British Steel has been kept running by the government since May when the company went into liquidation.

As well as employing 4,000 people at its Scunthorpe and Teeside sites, British Steel supports an additional 20,000 jobs in the supply chain.

It is believed that while Jingye Group has promised to increase production, it has also warned costs may need to be cut.

The Chinese group is reportedly aiming to increase production at Scunthorpe from 2.5 million tonnes per year to more than three million.

Since May, the company has been run at a loss by the Official Receiver – effectively a privately hired government agency.
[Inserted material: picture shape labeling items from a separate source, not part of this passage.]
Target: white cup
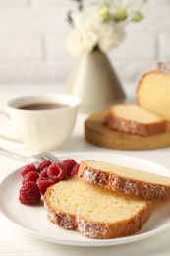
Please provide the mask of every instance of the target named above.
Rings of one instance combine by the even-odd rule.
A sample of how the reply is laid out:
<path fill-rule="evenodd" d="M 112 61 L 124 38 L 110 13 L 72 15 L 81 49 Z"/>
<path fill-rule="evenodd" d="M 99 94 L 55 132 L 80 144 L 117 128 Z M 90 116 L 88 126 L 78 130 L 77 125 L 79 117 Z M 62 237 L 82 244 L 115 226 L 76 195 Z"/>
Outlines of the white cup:
<path fill-rule="evenodd" d="M 59 104 L 64 107 L 45 110 L 21 109 L 32 104 Z M 20 96 L 6 103 L 5 114 L 19 139 L 37 151 L 58 148 L 71 136 L 75 126 L 80 99 L 66 94 Z M 4 137 L 4 135 L 3 135 Z M 9 136 L 6 139 L 12 140 Z"/>

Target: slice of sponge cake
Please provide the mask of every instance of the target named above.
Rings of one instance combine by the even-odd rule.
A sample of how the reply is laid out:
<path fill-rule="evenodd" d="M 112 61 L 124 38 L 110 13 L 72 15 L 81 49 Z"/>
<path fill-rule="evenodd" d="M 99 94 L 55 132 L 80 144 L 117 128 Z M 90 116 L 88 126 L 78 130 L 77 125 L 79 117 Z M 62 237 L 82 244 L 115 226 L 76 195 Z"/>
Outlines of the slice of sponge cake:
<path fill-rule="evenodd" d="M 152 204 L 78 178 L 49 187 L 44 195 L 49 220 L 90 238 L 108 239 L 138 232 L 152 213 Z"/>
<path fill-rule="evenodd" d="M 112 106 L 104 123 L 113 130 L 141 136 L 158 134 L 166 129 L 164 118 L 134 104 Z"/>
<path fill-rule="evenodd" d="M 145 73 L 140 80 L 137 91 L 139 106 L 170 121 L 170 63 Z"/>
<path fill-rule="evenodd" d="M 149 200 L 170 199 L 170 177 L 95 160 L 81 161 L 78 176 L 89 183 Z"/>

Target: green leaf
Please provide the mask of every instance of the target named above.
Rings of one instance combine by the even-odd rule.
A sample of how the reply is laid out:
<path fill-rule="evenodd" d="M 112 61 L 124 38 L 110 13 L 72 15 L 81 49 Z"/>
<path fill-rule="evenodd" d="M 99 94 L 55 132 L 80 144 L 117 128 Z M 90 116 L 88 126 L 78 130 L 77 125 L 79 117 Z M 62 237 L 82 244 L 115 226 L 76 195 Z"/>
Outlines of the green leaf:
<path fill-rule="evenodd" d="M 137 12 L 134 17 L 132 18 L 132 21 L 135 23 L 140 22 L 141 20 L 143 19 L 143 15 L 141 12 Z"/>
<path fill-rule="evenodd" d="M 127 19 L 127 9 L 126 8 L 119 8 L 114 15 L 114 20 L 117 22 L 125 21 Z"/>
<path fill-rule="evenodd" d="M 111 18 L 111 15 L 109 13 L 109 5 L 107 3 L 103 4 L 98 10 L 97 12 L 100 14 L 100 16 L 102 17 L 103 21 L 109 21 Z"/>

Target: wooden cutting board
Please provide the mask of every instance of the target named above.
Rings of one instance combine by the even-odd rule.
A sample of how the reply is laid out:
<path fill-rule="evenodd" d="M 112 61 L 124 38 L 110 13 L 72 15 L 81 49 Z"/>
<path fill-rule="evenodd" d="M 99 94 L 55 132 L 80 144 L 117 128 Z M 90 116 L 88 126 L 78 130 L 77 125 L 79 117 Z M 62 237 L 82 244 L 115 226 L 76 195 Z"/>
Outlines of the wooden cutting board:
<path fill-rule="evenodd" d="M 166 131 L 152 136 L 138 136 L 117 132 L 103 125 L 105 112 L 95 113 L 85 122 L 85 136 L 90 143 L 110 149 L 149 150 L 170 146 L 170 122 Z"/>

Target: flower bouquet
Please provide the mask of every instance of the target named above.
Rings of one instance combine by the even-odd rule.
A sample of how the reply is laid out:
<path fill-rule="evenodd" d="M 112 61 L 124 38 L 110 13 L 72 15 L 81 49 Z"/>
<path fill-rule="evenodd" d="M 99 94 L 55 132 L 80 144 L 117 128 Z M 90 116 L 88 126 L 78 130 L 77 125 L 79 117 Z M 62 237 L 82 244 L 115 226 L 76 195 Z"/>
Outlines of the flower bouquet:
<path fill-rule="evenodd" d="M 66 47 L 79 61 L 66 92 L 81 97 L 85 112 L 96 111 L 125 99 L 106 53 L 126 38 L 126 25 L 142 20 L 141 9 L 146 0 L 72 1 L 78 8 L 68 12 L 72 31 Z"/>

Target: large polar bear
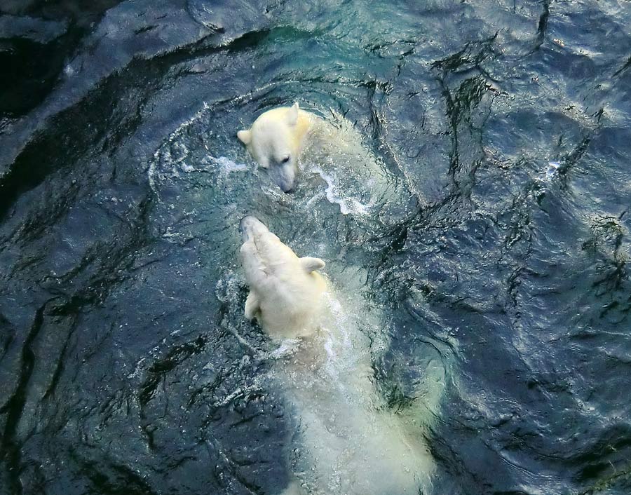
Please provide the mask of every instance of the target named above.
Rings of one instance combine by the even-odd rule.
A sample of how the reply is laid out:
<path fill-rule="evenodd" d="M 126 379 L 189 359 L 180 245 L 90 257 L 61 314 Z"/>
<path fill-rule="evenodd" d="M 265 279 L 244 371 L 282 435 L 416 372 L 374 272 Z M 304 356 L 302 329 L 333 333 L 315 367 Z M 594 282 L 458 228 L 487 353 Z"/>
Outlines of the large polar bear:
<path fill-rule="evenodd" d="M 245 316 L 284 349 L 271 377 L 297 420 L 283 495 L 426 493 L 433 463 L 421 426 L 379 398 L 364 322 L 349 318 L 316 271 L 324 262 L 298 257 L 253 217 L 240 229 Z"/>
<path fill-rule="evenodd" d="M 254 217 L 241 219 L 240 255 L 250 294 L 245 318 L 256 318 L 272 337 L 311 334 L 321 313 L 324 279 L 319 258 L 299 258 Z"/>
<path fill-rule="evenodd" d="M 299 172 L 315 177 L 311 185 L 319 176 L 327 199 L 339 204 L 344 215 L 367 214 L 386 204 L 390 208 L 406 196 L 398 191 L 400 178 L 362 146 L 352 123 L 334 111 L 323 118 L 297 103 L 275 108 L 237 137 L 283 191 L 296 190 Z"/>

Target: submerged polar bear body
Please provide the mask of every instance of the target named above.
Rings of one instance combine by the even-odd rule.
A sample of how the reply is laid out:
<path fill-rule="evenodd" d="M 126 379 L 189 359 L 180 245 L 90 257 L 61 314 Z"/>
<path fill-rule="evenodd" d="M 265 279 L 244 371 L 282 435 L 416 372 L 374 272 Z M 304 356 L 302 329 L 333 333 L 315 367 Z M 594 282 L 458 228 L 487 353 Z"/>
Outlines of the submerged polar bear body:
<path fill-rule="evenodd" d="M 245 316 L 256 318 L 271 337 L 292 338 L 313 333 L 321 313 L 326 283 L 316 271 L 318 258 L 299 258 L 254 217 L 240 224 L 240 255 L 250 294 Z"/>
<path fill-rule="evenodd" d="M 245 316 L 283 341 L 270 377 L 297 418 L 283 495 L 416 495 L 433 463 L 420 425 L 388 410 L 375 388 L 367 315 L 346 312 L 315 271 L 322 260 L 299 258 L 252 217 L 240 227 Z"/>

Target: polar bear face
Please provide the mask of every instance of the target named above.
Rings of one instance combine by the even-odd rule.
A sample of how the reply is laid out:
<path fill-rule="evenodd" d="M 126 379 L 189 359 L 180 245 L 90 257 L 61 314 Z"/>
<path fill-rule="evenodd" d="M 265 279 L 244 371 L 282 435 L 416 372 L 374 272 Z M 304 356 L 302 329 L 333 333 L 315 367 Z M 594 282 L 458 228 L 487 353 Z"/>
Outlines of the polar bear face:
<path fill-rule="evenodd" d="M 316 271 L 319 258 L 299 258 L 254 217 L 244 217 L 240 254 L 250 286 L 245 318 L 256 318 L 273 338 L 312 334 L 318 327 L 327 286 Z"/>
<path fill-rule="evenodd" d="M 250 129 L 240 130 L 237 137 L 283 192 L 289 193 L 296 187 L 298 156 L 309 125 L 308 114 L 295 103 L 262 114 Z"/>

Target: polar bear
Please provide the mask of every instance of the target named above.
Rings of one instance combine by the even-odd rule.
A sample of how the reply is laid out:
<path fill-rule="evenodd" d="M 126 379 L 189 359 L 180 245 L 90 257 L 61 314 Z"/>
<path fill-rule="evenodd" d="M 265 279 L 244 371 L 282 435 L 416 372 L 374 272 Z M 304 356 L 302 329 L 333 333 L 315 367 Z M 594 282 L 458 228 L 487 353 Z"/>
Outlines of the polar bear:
<path fill-rule="evenodd" d="M 431 456 L 419 423 L 388 411 L 374 387 L 365 313 L 346 312 L 321 259 L 298 257 L 254 217 L 240 229 L 245 316 L 278 344 L 269 377 L 297 419 L 282 495 L 417 495 Z"/>
<path fill-rule="evenodd" d="M 254 217 L 241 219 L 240 255 L 250 294 L 245 318 L 256 318 L 273 338 L 312 334 L 321 313 L 327 287 L 316 270 L 319 258 L 299 258 L 288 246 Z"/>
<path fill-rule="evenodd" d="M 283 192 L 292 192 L 296 187 L 298 158 L 314 118 L 294 103 L 268 110 L 250 129 L 237 133 L 252 157 L 269 170 Z"/>
<path fill-rule="evenodd" d="M 376 212 L 407 196 L 400 189 L 400 177 L 364 147 L 361 134 L 334 111 L 323 118 L 297 103 L 273 109 L 237 137 L 283 191 L 296 190 L 299 170 L 316 177 L 309 183 L 317 184 L 313 193 L 339 205 L 343 215 Z M 323 183 L 325 190 L 318 191 Z"/>

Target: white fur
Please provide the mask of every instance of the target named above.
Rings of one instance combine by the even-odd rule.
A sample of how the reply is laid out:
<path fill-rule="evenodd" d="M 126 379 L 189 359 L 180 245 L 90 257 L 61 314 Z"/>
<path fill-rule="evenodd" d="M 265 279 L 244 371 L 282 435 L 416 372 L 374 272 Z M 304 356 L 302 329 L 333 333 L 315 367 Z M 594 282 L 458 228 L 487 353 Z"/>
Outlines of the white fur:
<path fill-rule="evenodd" d="M 315 271 L 318 258 L 299 258 L 254 217 L 241 220 L 245 242 L 240 255 L 250 294 L 245 317 L 256 318 L 274 338 L 293 338 L 313 332 L 326 283 Z"/>

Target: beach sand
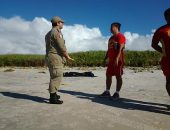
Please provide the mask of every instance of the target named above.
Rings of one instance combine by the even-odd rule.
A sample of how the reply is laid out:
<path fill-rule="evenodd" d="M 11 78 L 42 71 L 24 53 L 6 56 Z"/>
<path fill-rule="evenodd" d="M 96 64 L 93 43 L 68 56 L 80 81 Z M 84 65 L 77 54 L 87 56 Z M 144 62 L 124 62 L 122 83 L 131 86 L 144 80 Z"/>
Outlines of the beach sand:
<path fill-rule="evenodd" d="M 64 103 L 53 105 L 46 68 L 0 68 L 0 130 L 170 129 L 170 98 L 161 70 L 125 68 L 121 98 L 112 101 L 98 97 L 105 90 L 105 69 L 65 68 L 96 77 L 64 77 L 58 93 Z"/>

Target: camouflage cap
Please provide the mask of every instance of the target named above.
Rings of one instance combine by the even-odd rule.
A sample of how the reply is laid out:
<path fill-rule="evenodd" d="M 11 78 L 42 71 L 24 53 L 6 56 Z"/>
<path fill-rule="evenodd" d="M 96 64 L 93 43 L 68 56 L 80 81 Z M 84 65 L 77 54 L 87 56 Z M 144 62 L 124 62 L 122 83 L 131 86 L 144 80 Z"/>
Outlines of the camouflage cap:
<path fill-rule="evenodd" d="M 64 23 L 64 20 L 62 20 L 60 17 L 58 16 L 55 16 L 51 19 L 51 23 L 57 23 L 57 22 L 63 22 Z"/>

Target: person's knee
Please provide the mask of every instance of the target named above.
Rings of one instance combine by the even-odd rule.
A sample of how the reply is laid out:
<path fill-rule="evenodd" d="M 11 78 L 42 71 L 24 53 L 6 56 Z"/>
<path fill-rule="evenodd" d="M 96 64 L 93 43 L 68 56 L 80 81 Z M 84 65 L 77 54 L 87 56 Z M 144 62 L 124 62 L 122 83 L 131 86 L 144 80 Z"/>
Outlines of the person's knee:
<path fill-rule="evenodd" d="M 166 77 L 166 84 L 169 86 L 170 85 L 170 77 Z"/>
<path fill-rule="evenodd" d="M 122 76 L 116 76 L 117 80 L 122 80 Z"/>
<path fill-rule="evenodd" d="M 52 71 L 52 78 L 59 78 L 59 77 L 63 77 L 63 70 L 62 68 L 54 68 Z"/>

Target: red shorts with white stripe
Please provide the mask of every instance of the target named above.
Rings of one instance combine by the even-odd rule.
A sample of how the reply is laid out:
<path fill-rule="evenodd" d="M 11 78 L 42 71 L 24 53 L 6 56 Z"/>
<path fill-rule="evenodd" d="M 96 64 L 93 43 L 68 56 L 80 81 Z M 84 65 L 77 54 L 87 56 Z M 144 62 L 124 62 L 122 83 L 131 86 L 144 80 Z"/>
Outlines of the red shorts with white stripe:
<path fill-rule="evenodd" d="M 118 66 L 115 66 L 113 63 L 109 63 L 106 70 L 106 75 L 108 76 L 121 76 L 123 75 L 123 66 L 122 62 L 118 63 Z"/>

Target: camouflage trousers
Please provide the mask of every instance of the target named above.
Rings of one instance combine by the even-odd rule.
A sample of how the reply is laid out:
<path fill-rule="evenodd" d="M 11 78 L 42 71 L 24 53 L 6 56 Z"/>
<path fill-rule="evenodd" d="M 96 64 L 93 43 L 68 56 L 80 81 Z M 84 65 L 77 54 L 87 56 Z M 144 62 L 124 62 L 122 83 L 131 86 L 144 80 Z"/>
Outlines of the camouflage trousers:
<path fill-rule="evenodd" d="M 49 92 L 58 91 L 63 78 L 63 61 L 62 57 L 57 54 L 46 55 L 46 64 L 50 72 Z"/>

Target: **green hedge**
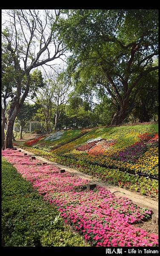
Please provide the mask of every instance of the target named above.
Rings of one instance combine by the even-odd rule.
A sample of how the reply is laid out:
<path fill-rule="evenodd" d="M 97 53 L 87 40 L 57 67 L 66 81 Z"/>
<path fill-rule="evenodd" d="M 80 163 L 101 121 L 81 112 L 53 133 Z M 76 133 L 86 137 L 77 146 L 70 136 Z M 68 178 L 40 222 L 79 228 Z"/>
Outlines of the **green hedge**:
<path fill-rule="evenodd" d="M 2 176 L 3 246 L 89 246 L 4 159 Z"/>

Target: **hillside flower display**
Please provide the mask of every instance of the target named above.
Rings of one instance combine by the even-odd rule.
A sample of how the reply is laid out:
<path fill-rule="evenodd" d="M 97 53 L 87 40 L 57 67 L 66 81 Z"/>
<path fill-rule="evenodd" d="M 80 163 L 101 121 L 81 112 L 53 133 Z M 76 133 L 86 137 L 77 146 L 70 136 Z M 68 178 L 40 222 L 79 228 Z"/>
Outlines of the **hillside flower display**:
<path fill-rule="evenodd" d="M 158 245 L 157 236 L 133 225 L 151 218 L 149 209 L 140 207 L 126 198 L 117 197 L 103 188 L 87 191 L 87 180 L 60 173 L 52 164 L 40 166 L 39 161 L 23 156 L 21 152 L 6 150 L 2 155 L 45 200 L 57 206 L 65 221 L 91 245 Z"/>

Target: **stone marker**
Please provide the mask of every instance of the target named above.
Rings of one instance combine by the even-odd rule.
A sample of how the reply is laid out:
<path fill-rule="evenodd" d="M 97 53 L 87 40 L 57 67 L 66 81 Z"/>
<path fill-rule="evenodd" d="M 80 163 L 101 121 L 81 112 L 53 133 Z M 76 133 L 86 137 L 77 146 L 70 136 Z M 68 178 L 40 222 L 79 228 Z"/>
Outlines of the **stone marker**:
<path fill-rule="evenodd" d="M 96 184 L 91 183 L 90 184 L 87 184 L 87 190 L 91 190 L 92 189 L 93 189 L 94 188 L 95 188 L 96 186 Z"/>
<path fill-rule="evenodd" d="M 66 171 L 64 169 L 63 170 L 60 170 L 60 173 L 63 173 L 63 172 L 66 172 Z"/>

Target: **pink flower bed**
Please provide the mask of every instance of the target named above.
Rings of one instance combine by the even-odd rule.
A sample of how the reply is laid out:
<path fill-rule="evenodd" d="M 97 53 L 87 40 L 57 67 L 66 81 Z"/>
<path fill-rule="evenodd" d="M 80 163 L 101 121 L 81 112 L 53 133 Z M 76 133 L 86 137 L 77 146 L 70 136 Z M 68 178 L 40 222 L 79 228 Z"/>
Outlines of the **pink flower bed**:
<path fill-rule="evenodd" d="M 22 176 L 30 180 L 44 199 L 56 206 L 65 221 L 96 246 L 157 246 L 158 236 L 132 224 L 151 216 L 126 198 L 119 198 L 97 187 L 83 190 L 88 181 L 68 173 L 60 173 L 53 165 L 40 166 L 16 151 L 2 151 Z"/>

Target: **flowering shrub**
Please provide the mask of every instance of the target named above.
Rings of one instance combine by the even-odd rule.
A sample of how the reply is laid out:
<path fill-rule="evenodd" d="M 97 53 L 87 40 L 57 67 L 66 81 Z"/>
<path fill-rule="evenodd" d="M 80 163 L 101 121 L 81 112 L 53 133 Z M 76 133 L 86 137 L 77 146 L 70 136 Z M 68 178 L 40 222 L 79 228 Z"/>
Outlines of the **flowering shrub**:
<path fill-rule="evenodd" d="M 86 132 L 90 131 L 91 131 L 91 129 L 90 129 L 90 128 L 87 128 L 86 129 L 83 129 L 80 131 L 80 134 L 83 134 L 84 133 L 86 133 Z"/>
<path fill-rule="evenodd" d="M 59 139 L 60 139 L 64 132 L 63 131 L 55 131 L 54 132 L 54 133 L 47 136 L 45 139 L 44 139 L 44 140 L 50 140 L 50 141 L 53 141 L 55 140 L 58 140 Z"/>
<path fill-rule="evenodd" d="M 96 246 L 157 246 L 157 236 L 131 224 L 151 217 L 151 211 L 126 198 L 118 198 L 98 186 L 93 191 L 77 191 L 87 180 L 67 173 L 60 174 L 51 164 L 23 153 L 3 151 L 2 155 L 14 164 L 22 176 L 30 180 L 46 200 L 56 205 L 66 222 Z"/>
<path fill-rule="evenodd" d="M 33 145 L 35 143 L 37 143 L 38 141 L 39 141 L 40 140 L 44 138 L 46 136 L 46 134 L 44 135 L 43 135 L 42 136 L 40 136 L 40 137 L 38 137 L 38 138 L 36 138 L 36 139 L 34 139 L 34 140 L 29 140 L 29 141 L 27 141 L 25 143 L 25 144 L 27 145 L 28 146 L 31 146 Z"/>
<path fill-rule="evenodd" d="M 24 148 L 97 178 L 106 178 L 107 183 L 154 197 L 158 193 L 158 180 L 151 177 L 134 176 L 126 172 L 144 174 L 146 177 L 158 177 L 157 131 L 157 125 L 152 124 L 100 128 L 91 130 L 50 153 L 46 152 L 45 148 L 44 150 Z M 113 138 L 112 144 L 110 142 Z M 82 149 L 88 143 L 96 141 L 98 141 L 96 144 L 86 152 L 77 150 L 79 147 Z M 109 145 L 106 145 L 107 141 L 109 142 Z M 123 160 L 117 156 L 120 152 L 126 152 L 121 157 Z"/>
<path fill-rule="evenodd" d="M 2 246 L 86 245 L 81 236 L 64 225 L 57 207 L 44 201 L 30 182 L 3 159 L 2 191 Z"/>

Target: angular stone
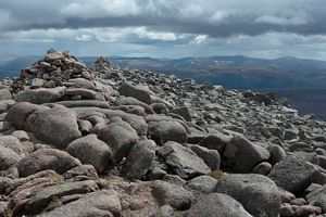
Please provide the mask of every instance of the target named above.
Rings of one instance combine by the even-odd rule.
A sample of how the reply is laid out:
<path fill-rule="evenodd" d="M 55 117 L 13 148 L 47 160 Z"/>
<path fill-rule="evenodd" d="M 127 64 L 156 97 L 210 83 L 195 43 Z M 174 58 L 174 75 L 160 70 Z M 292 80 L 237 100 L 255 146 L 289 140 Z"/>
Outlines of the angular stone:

British Steel’s previous owners, Greybull Capital, walked away saying Brexit concerns had decimated forward order books.

Turkish deal

British Steel had been in rescue talks with Ataer, which is a subsidiary of Turkey’s state military retirement scheme Oyak.

Ataer had signed a signed a preliminary agreement to buy the company in August.

However, hopes that the deal could be completed faded last month when the Official Receiver to British Steel said the parties had failed to agree terms.

The UK industry has been struggling for a number of years amid claims that China has been flooding the market with cheap steel.

It prompted US President Donald Trump to impose a 25% trade tariff on steel imports from China and the EU among others.

Jingye has 23,500 employees and as well as its main steel and iron making businesses, it is also involved in hotels, tourism and property.

The majority of British Steel’s workers are employed at its Scunthorpe plant.

Jingye’s chairman Li Ganpo recently visited British Steel’s sites and met with Scunthorpe MP Nic Dakin and Andrew Percy, representative for the Brigg and Goole constituency.

Mr Percy told the Grimsby Telegraph he had been given assurances over the company’s future.

“They have assured us that if they do progress with this acquisition, they have every intention of investing to expand production to serve the UK and European market,” he said.